This ending of a scientific evolution based upon observation and
reason, and this beginning of a sacred science based upon the
letter of Scripture and on theology, are seen in the utterances
of various fathers in the early Church. As to the general
features of this new development, Tertullian held that sundry
passages of Scripture prove lightning identical with hell-fire;
and this idea was transmitted from generation to generation of
later churchmen, who found an especial support of Tertullian's
view in the sulphurous smell experienced during thunderstorms.
St. Hilary thought the firmament very much lower than the
heavens, and that it was created not only for the support of the
upper waters, but also for the tempering of our atmosphere.
St. Ambrose held that thunder is caused by the winds breaking
through the solid firmament, and cited from the prophet Amos the
sublime passage regarding "Him that establisheth the
thunders." He shows, indeed, some conception of the true
source of rain; but his whole reasoning is limited by various
scriptural texts. He lays great stress upon the firmament as a
solid outer shell of the universe: the heavens he holds to be
not far outside this outer shell, and argues regarding their
character from St. Paul's Epistle to the Corinthians and from
the one hundred and forty-eighth Psalm. As to "the waters which
are above the firmament," he takes up the objection of those who
hold that, this outside of the universe being spherical, the
waters must slide off it, especially if the firmament revolves;
and he points out that it is by no means certain that the
outside of the firmament is spherical, and insists that, if it
does revolve, the water is just what is needed to lubricate and
cool its axis.
St. Jerome held that God at the Creation, having spread out the
firmament between heaven and earth, and having separated the
upper waters from the lower, caused the upper waters to be
frozen into ice, in order to keep all in place. A proof of this
view Jerome found in the words of Ezekiel regarding "the
crystal stretched above the cherubim."
The germinal principle in accordance with which all these
theories were evolved was most clearly proclaimed to the world
by St. Augustine in his famous utterance: "Nothing is to be
accepted save on the authority of Scripture, since greater is
that authority than all the powers of the human mind." No
treatise was safe thereafter which did not breathe the spirit
and conform to the letter of this maxim.
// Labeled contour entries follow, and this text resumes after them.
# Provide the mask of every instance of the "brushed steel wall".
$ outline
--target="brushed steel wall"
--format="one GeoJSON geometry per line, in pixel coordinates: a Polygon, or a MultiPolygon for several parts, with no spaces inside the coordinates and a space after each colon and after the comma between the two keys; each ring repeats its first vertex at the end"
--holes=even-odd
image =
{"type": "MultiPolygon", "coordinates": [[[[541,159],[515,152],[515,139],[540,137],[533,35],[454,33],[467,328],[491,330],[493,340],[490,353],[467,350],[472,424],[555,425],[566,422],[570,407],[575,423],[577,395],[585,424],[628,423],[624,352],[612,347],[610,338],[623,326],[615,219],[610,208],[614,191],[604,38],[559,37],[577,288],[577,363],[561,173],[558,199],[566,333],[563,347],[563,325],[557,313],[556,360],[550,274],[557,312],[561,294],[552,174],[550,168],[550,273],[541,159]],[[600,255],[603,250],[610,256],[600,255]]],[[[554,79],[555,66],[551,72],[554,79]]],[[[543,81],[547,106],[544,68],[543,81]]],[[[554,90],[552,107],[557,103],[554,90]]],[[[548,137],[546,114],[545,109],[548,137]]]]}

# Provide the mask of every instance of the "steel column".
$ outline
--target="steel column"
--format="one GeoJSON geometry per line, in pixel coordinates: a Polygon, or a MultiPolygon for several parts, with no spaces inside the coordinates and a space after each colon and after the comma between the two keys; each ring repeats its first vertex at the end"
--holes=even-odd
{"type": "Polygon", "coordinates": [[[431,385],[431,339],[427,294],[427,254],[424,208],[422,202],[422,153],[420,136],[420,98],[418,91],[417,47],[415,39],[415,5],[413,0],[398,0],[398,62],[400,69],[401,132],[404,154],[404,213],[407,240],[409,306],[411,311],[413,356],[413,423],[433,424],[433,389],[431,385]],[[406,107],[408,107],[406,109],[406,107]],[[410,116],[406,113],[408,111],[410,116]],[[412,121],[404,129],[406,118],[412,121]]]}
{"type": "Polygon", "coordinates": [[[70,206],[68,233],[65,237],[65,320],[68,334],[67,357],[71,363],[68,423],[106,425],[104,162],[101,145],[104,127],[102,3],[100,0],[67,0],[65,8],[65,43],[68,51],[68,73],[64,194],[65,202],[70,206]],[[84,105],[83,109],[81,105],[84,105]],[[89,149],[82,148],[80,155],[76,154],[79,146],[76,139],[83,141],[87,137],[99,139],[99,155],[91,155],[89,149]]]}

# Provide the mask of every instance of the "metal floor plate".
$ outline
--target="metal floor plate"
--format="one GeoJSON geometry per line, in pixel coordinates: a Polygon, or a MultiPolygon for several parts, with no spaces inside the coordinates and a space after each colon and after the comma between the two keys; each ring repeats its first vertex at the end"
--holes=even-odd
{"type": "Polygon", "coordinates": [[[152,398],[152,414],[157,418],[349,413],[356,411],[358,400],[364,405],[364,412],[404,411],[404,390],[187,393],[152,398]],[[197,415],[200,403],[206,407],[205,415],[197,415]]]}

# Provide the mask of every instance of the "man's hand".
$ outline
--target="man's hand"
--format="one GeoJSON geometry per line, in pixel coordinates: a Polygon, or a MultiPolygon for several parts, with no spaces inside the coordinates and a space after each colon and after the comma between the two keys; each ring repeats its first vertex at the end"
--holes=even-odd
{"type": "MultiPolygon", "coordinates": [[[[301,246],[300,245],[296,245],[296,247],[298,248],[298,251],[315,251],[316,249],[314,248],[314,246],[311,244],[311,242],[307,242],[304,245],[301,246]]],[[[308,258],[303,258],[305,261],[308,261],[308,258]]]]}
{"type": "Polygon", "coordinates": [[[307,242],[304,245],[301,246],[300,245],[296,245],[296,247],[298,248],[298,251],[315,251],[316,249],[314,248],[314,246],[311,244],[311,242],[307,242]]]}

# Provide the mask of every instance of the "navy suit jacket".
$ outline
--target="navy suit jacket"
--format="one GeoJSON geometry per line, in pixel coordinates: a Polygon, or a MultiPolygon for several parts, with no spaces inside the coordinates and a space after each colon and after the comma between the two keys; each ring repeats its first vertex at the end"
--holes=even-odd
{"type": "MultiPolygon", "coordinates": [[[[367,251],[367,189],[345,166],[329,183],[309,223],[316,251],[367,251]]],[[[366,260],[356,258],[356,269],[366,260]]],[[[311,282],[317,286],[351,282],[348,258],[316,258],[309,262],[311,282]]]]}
Unfortunately, what was
generally understood by the "authority of Scripture" was the
tyranny of sacred books imperfectly transcribed, viewed through
distorting superstitions, and frequently interpreted by party spirit.
Following this precept of St. Augustine there were developed, in
every field, theological views of science which have never led
to a single truth - which, without exception, have forced mankind
away from the truth, and have caused Christendom to stumble for
centuries into abysses of error and sorrow. In meteorology, as
in every other science with which he dealt, Augustine based
everything upon the letter of the sacred text; and it is
characteristic of the result that this man, so great when
untrammelled, thought it his duty to guard especially the whole
theory of the "waters above the heavens."
In the sixth century this theological reasoning was still
further developed, as we have seen, by Cosmas Indicopleustes.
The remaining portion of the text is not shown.